The COMPAS controversy forced a reckoning in the AI ethics community. What emerged was a set of principles for more equitable algorithmic systems:

  1. Transparency over opacity: Defendants should have the right to examine and challenge algorithmic scores. Trade secrecy cannot override due process.

  2. Audits and accountability: Independent researchers must be able to test algorithms for disparate impact before and during deployment. ProPublica's investigation should have been standard practice, not investigative journalism.

  3. Human-in-the-loop safeguards: Algorithms should inform, not replace, human judgment. Judges should receive training on algorithmic limitations.

  4. Data curation as justice work: Before training any high-stakes algorithm, we must ask whether the training data itself reflects a world we want to reproduce.

  5. Multiple fairness metrics: Accept that no single metric captures "fairness." Systems should be evaluated on multiple dimensions—calibration, false positive rates, and disparate impact—with explicit choices about trade-offs.

Some jurisdictions have responded. In 2020, California banned the use of risk assessment algorithms in pretrial detention decisions.

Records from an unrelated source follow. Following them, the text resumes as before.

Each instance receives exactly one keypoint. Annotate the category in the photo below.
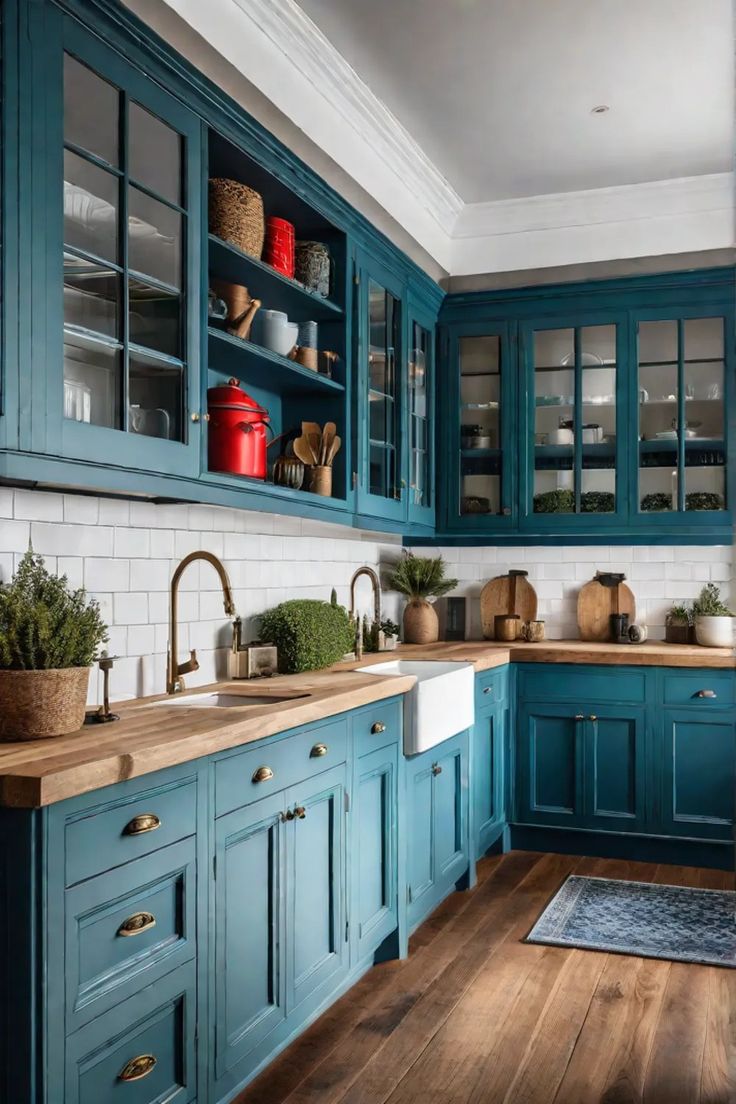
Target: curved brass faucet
(174, 669)
(376, 605)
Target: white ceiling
(498, 93)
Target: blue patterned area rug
(672, 922)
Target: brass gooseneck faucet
(174, 669)
(376, 605)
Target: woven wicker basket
(35, 704)
(236, 214)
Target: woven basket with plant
(49, 638)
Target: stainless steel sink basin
(224, 699)
(439, 706)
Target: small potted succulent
(714, 622)
(420, 579)
(49, 639)
(678, 625)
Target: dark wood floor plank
(718, 1074)
(673, 1075)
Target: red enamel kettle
(236, 439)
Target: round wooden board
(494, 600)
(595, 605)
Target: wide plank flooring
(476, 1016)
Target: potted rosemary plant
(49, 639)
(714, 622)
(420, 579)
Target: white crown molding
(276, 46)
(654, 219)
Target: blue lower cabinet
(437, 825)
(699, 752)
(374, 911)
(142, 1052)
(488, 739)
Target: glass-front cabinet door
(573, 463)
(682, 405)
(480, 465)
(128, 193)
(382, 450)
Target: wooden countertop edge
(34, 775)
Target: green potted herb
(678, 625)
(714, 622)
(420, 579)
(49, 638)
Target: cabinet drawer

New York City passed an algorithmic accountability bill requiring audits of automated decision systems. The European Union's AI Act classifies criminal justice AI as "high-risk," subject to strict transparency and oversight requirements.

Key Takeaway The COMPAS algorithm didn't invent racism—it inherited it. Its failure reveals a fundamental truth about AI systems: algorithms trained on historical data will learn historical patterns, including patterns of discrimination. The choice to deploy such systems is never purely technical. It's a choice about what kind of future we want to build: one that automatically reproduces the past, or one that consciously intervenes to create something more just. The algorithm was "objective" only in the narrowest sense—it applied biased rules consistently. True justice requires more than consistency. It requires confronting the garbage at the input.

Sources: ProPublica, "Machine Bias" (2016); Virginia Eubanks, "Automating Inequality" (2018); Cathy O'Neil, "Weapons of Math Destruction" (2016); Wisconsin Supreme Court, Loomis v. Wisconsin (2016); Obermeyer et al., "Dissecting Racial Bias in an Algorithm Used to Manage the Health of Populations" (Science, 2019); Partnership on AI, "Report on Algorithmic Risk Assessment Tools in the U.S. Criminal Justice System" (2019).